Return the result list.

class Solution:
    def intersection(self, nums1: List[int], nums2: List[int]) -> List[int]:
        seen = set(nums1)

        res = []
        for num in nums2:
            if num in seen:
                res.append(num)
                seen.remove(num)
        return res

Time & Space Complexity

Time complexity: $O(n + m)$
Space complexity: $O(n)$

Where $n$ is the size of the array $nums1$ and $m$ is the size of the array $nums2$ .

6. Built-In Functions

Intuition

Most programming languages provide built-in set intersection operations. By converting both arrays to sets and using the intersection function, we get a clean one-liner solution.
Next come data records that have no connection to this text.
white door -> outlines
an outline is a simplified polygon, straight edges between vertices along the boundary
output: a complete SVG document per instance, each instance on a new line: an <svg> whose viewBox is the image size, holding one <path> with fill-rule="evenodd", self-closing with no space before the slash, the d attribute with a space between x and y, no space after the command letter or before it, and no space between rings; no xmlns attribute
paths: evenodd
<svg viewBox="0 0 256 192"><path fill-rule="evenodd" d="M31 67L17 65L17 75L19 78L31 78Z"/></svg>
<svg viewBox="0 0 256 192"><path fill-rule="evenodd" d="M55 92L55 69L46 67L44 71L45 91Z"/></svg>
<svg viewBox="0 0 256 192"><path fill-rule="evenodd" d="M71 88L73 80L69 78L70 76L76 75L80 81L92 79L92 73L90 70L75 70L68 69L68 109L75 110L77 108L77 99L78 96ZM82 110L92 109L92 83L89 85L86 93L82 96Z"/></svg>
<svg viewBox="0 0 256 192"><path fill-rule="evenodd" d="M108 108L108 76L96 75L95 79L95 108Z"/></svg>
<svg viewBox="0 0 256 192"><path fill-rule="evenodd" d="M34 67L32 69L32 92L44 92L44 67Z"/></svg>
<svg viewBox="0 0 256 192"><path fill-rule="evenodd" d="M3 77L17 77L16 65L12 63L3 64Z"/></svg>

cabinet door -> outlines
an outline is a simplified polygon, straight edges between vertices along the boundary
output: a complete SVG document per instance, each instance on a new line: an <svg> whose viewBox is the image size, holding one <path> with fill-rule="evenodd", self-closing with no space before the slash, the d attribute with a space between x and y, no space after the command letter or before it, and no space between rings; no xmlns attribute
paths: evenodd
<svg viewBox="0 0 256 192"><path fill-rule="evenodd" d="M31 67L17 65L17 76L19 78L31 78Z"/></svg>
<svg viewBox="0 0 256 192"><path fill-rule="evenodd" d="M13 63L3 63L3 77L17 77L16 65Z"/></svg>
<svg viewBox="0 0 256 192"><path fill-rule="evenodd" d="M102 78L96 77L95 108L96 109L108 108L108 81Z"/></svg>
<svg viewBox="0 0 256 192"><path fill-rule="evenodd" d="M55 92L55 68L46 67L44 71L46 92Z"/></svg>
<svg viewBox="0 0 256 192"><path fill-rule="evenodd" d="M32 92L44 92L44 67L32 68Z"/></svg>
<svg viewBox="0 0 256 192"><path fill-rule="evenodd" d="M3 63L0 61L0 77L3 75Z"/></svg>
The implementation details are handled by the language's standard library.

Algorithm

Convert nums1 to a set.
Convert nums2 to a set.
Compute the intersection of the two sets using the built-in function.
Convert the result to an array and return it.

class Solution:
    def intersection(self, nums1: List[int], nums2: List[int]) -> List[int]:
            return list(set(nums1) & set(nums2))

Time & Space Complexity

Time complexity: $O(n + m)$ in average case, $O(n * m)$ in worst case.
Space complexity: $O(n + m)$

Where $n$ is the size of the array $nums1$ and $m$ is the size of the array $nums2$ .

Common Pitfalls

Including Duplicates in the Result

The intersection should contain each common element only once, even if it appears multiple times in both arrays. For example, if nums1 = [1, 1, 2] and nums2 = [1, 1], the result should be [1], not [1, 1]. Using a set for the result or marking elements as "already added" prevents this issue.

Comparing Values Instead of Using Efficient Lookups

A brute force approach comparing every pair of elements is O(n * m), which is inefficient for large arrays. The optimal approach uses a hash set for O(1) lookups, reducing time complexity to O(n + m). Always consider converting one array to a set before checking membership.